Proposition. Let $R$ be a ring and $\{Q_i\}_{i\in I}$ a family of injective $R$ -modules. Then the product $$Q=\prod_{i\in I}\ Q_i$$ is injective.

Proof. Let $B$ be an arbitrary $R$ -module, $A\subseteq B$ a submodule and $f:A\to Q$ a homomorphism. It is enough to show that $f$ can be extended to $B$ . For $i\in I$ denote by $\pi_i:Q\to Q_i$ the projection. Since $Q_i$ is injective for any $i$ , then the homomorphism $\pi_i \circ f:A\to Q_i$ can be extended to $f'_i:B\to Q_i$ . Then we have $$f':B\to Q;$$ $$f'(b)=\big( f'_i (b)\big)_{i\in I}.$$ It is easy to check, that if $a\in A$ , then $f'(a)=f(a)$ , so $f'$ is an extension of $f$ . Thus $Q$ is injective. $\square$

Remark.
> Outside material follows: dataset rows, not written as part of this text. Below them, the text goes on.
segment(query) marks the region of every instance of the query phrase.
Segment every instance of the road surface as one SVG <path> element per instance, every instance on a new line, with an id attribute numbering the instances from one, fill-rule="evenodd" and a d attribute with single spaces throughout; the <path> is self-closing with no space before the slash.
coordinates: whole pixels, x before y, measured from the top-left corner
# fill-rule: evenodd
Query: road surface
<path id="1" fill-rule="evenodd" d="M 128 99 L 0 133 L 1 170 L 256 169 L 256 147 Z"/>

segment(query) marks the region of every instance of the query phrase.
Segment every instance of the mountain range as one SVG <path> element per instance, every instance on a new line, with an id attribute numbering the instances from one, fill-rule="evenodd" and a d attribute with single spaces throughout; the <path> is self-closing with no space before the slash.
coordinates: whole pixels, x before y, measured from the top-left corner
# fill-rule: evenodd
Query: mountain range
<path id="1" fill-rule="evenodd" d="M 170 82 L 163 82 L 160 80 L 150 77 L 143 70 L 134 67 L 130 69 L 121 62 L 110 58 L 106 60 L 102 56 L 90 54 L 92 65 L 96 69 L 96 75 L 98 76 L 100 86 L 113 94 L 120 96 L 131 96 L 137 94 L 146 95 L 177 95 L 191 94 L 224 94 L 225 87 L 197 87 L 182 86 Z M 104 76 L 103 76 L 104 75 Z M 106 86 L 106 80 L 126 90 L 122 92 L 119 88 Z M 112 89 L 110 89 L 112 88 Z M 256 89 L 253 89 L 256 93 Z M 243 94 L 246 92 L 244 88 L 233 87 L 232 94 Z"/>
Unfortunetly direct sum of injective modules need not be injective. Indeed, there is a theorem which states that direct sums of injective modules are injective if and only if ring $R$ is Noetherian. Note that the proof presented above cannot be used for direct sums, because $f'(b)$ need not be an element of the direct sum, more precisely, it is possible that $f'_i(b)\neq 0$ for infinetly many $i\in I$ . Nevertheless products are always injective.